In the film, "Jeremiah Johnson," the old mountain man, Chris Lapp, asks the young mountain man, Johnson, if he does not miss people and want to go down to the flatlands and to a city. To which, Johnson replies, "I've been to a city."

I would place myself somewhere between these two gentlemen.

As for skiing, not me, ma'am. I did in high school and college, downhill, but evidently you never heard the story about the end of my skiing career.

The story is short: I was running a hill in woodlands without scouting it. I dodged a tree (several, actually) and hit a boulder and broke a ski. I never bought another pair.

As for delayed reactions (the photograph, in this case), that is the subtitle of my life, in every category you could possibly name.

As for Thanksgiving -- enjoy your day, Kelly. Take care.

Kaya said...

Fram, the photograph with young deers is wonderful. I liked it so much!!!!! And I think of you as a great photographer.

The young deers?.... I live in the place surrounded by mountains and every year in winter an young deer or perhaps two of them come down and eat my English ivy. They can't reach far up and after their visit a fence looks ugly. And I always smile and think, Did you have a good meal? And only once I saw a moose, an young moose coming to our place. There is also a family of skunks and rattle snakes also. And many different birds.

The place where I live quite secluded and I like it but I still dream about New York. There is diversity there and different atmosphere. Yes, I can be lost on a streets of this big city and be completely invisible and lonely but I will be one of all those immigrants who came to USA to make a new life. I will be whole with my accent and my different mentality. I will be part of a "melted pot". And here I don't feel it. Of course, there is madness of a big city but I used to it and I am ok with it.

We are having a lot of snow and I hope it will stay this way and will not melt soon. I am going cross country skiing. Love it. I never learned how to do down hill skiing. Too scared.

I enjoyed reading this post, Fram. Your blog is like a good book. You always would like to know what next chapter will be about.
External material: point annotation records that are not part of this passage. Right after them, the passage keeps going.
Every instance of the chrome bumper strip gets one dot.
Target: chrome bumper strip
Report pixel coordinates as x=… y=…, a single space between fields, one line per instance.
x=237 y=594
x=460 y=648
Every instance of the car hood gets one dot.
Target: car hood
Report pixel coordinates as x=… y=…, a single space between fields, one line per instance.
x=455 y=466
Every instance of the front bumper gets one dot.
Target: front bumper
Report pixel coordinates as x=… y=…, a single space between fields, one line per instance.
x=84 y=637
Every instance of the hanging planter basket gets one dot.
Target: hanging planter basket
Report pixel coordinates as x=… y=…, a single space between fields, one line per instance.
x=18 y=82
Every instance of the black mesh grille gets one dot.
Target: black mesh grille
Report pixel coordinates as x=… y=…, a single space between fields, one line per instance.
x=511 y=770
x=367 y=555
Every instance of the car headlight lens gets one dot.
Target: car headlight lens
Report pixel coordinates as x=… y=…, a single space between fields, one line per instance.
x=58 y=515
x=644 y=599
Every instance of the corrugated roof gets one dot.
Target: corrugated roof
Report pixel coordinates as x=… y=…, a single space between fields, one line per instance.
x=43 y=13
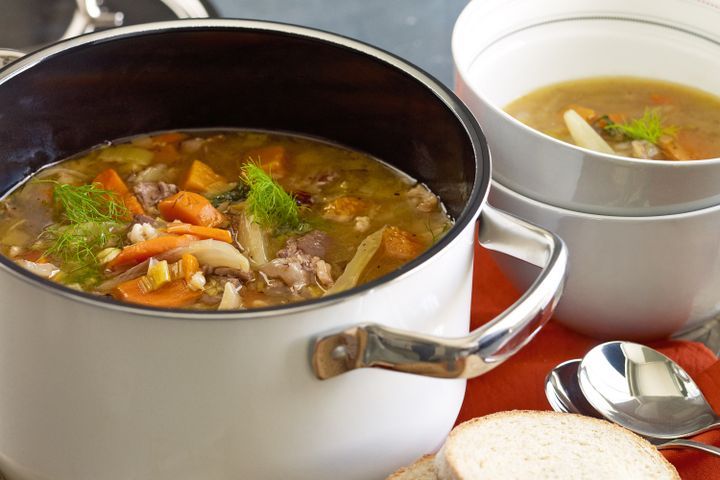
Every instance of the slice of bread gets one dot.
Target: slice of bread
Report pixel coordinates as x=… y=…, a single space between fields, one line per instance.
x=422 y=469
x=537 y=445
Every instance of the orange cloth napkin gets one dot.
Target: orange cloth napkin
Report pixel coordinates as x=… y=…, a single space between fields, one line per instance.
x=519 y=382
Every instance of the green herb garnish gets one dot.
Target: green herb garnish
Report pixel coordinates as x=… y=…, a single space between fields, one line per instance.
x=649 y=127
x=267 y=202
x=237 y=193
x=92 y=219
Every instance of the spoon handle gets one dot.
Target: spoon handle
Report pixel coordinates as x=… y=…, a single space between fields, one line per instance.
x=683 y=443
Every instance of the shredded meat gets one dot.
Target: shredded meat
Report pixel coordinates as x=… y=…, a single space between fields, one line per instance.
x=150 y=193
x=423 y=199
x=298 y=268
x=314 y=243
x=233 y=272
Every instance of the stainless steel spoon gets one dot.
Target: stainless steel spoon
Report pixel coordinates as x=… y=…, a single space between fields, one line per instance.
x=643 y=390
x=563 y=392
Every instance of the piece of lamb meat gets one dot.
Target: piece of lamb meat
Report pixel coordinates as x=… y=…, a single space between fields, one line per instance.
x=298 y=268
x=150 y=193
x=314 y=243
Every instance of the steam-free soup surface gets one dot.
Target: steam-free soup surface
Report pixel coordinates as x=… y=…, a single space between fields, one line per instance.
x=633 y=117
x=218 y=220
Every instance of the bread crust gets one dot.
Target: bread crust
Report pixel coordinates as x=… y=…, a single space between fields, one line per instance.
x=447 y=463
x=422 y=466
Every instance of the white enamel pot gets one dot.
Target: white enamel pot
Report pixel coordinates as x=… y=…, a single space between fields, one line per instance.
x=350 y=386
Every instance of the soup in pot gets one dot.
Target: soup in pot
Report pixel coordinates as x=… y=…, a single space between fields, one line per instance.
x=632 y=117
x=218 y=220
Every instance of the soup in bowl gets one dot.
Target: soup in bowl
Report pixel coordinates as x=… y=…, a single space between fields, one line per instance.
x=138 y=389
x=502 y=55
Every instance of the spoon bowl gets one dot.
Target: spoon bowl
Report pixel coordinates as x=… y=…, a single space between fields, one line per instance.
x=564 y=395
x=645 y=391
x=563 y=390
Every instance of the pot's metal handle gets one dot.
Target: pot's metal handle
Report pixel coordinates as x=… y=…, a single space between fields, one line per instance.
x=7 y=56
x=373 y=345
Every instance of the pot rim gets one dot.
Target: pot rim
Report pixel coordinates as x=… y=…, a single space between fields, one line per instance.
x=478 y=195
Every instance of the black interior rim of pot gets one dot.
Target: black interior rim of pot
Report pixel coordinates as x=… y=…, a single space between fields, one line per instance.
x=420 y=119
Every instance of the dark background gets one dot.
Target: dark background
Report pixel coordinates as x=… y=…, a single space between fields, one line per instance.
x=417 y=30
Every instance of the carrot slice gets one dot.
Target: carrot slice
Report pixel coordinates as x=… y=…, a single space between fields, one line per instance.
x=110 y=180
x=174 y=294
x=200 y=232
x=190 y=265
x=201 y=177
x=141 y=251
x=189 y=207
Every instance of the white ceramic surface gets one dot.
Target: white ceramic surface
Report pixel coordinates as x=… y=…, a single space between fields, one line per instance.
x=633 y=278
x=504 y=49
x=95 y=390
x=146 y=397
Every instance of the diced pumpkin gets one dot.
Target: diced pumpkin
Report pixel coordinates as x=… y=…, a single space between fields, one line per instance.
x=202 y=178
x=174 y=294
x=272 y=159
x=167 y=153
x=190 y=207
x=400 y=244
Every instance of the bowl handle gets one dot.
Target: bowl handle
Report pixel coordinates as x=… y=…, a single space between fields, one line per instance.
x=373 y=345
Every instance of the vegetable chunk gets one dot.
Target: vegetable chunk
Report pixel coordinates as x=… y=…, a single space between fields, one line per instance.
x=189 y=207
x=400 y=244
x=202 y=178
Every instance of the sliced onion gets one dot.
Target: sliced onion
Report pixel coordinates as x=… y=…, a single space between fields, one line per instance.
x=354 y=269
x=211 y=253
x=231 y=298
x=44 y=270
x=137 y=271
x=584 y=135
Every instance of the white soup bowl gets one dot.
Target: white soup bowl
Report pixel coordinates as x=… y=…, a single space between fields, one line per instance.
x=504 y=49
x=632 y=278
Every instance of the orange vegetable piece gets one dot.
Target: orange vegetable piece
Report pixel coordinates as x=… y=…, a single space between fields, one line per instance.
x=167 y=138
x=400 y=244
x=190 y=265
x=141 y=251
x=110 y=180
x=201 y=177
x=200 y=232
x=191 y=208
x=272 y=159
x=174 y=294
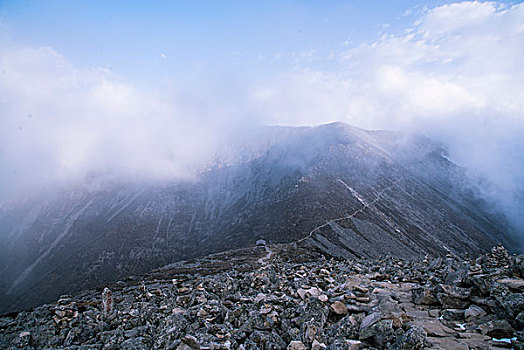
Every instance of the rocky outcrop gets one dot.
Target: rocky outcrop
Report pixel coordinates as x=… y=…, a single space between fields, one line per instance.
x=351 y=192
x=297 y=297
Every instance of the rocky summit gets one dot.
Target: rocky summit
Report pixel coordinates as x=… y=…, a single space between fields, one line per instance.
x=290 y=296
x=353 y=193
I hope you found a young unattached lady and will have a very good dinner tonight.

I am sending your way my best wishes and you are in my thoughts, Fram.

Fram Actual said...

I think you gave me a very fine answer to my question, Kaya, and you also opened up one avenue of thought I had not considered or expected.

You said, ".... I will be one of all those immigrants who came to USA to make a new life. I will be whole with my accent and my different mentality."
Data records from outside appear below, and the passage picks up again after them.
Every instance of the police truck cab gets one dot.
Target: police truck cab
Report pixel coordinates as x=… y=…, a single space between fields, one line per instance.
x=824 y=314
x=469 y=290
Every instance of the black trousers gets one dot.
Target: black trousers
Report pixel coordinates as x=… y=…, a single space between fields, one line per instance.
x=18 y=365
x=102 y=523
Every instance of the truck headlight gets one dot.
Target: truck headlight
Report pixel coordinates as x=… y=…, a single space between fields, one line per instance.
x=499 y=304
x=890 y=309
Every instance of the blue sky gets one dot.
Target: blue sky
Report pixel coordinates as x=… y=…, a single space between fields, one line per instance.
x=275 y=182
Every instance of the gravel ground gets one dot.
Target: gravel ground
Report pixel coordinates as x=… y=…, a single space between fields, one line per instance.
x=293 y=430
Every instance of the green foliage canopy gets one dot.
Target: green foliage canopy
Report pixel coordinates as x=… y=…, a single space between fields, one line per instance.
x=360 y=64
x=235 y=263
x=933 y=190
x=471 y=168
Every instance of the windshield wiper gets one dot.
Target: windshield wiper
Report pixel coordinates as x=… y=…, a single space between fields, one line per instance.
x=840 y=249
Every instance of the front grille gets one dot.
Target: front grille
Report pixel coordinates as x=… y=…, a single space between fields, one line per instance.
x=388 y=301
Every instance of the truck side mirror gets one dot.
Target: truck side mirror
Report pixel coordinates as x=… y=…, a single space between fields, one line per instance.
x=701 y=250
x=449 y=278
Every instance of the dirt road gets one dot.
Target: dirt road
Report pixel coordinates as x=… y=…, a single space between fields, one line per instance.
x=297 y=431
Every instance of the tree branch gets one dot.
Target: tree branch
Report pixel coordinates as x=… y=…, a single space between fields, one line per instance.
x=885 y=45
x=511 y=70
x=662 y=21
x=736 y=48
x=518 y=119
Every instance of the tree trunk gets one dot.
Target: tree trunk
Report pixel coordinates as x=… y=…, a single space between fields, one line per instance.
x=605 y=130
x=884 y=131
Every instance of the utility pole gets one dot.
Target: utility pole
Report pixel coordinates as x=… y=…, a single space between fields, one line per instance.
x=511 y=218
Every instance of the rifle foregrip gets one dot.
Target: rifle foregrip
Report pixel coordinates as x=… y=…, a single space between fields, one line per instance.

This concept reveals to me why I felt more comfortable in Warsaw than I recall ever feeling in any major, metropolitan city in America. I think it might have been because I was different from those around me, and everything I was experiencing, in a sense, was different than my usual way of seeing life.

Yes, I could drink Coke, eat Pizza Hut pizza and go to movies spoken in English, but everyone around me was speaking a different language and thinking in terms of their education and experience, which was generally very different from my own.

In another country, I am just like you are here in America.

It sounds like you live in a nice, comfortable area which provides you with the opportunity to enjoy a bit of Nature. Good, for you.

And, as always, thank you for the kind words and good wishes. They give me a pleasant feeling.

And, no, I did not find a young, unattached lady for dinner. I decided my life is complicated enough at the present time, and I do not want any distractions, even momentary ones. So, right now, I am off for dinner by myself.

Silver said...

I agree... i live in the country but got to work in the city.. i have no idea why anyone would want to live in the city!! Even though the drive may be a little longer than if i were to live closer to work, i wouldn't trade it even if i could!


Fram Actual said...

Congratulations, on your good judgment, Silver.

My longest commute was fifty-five miles each way, but, fortunately, that was only once or twice a week to a branch office. More generally, I have been in the twenty-five to thirty-mile club each way.

I have had some absolutely horrendous drives in blizzards, but never once regretted my choice of country living. Your time away from work is much, much more pleasant -- especially for those who enjoy and thrive on Nature.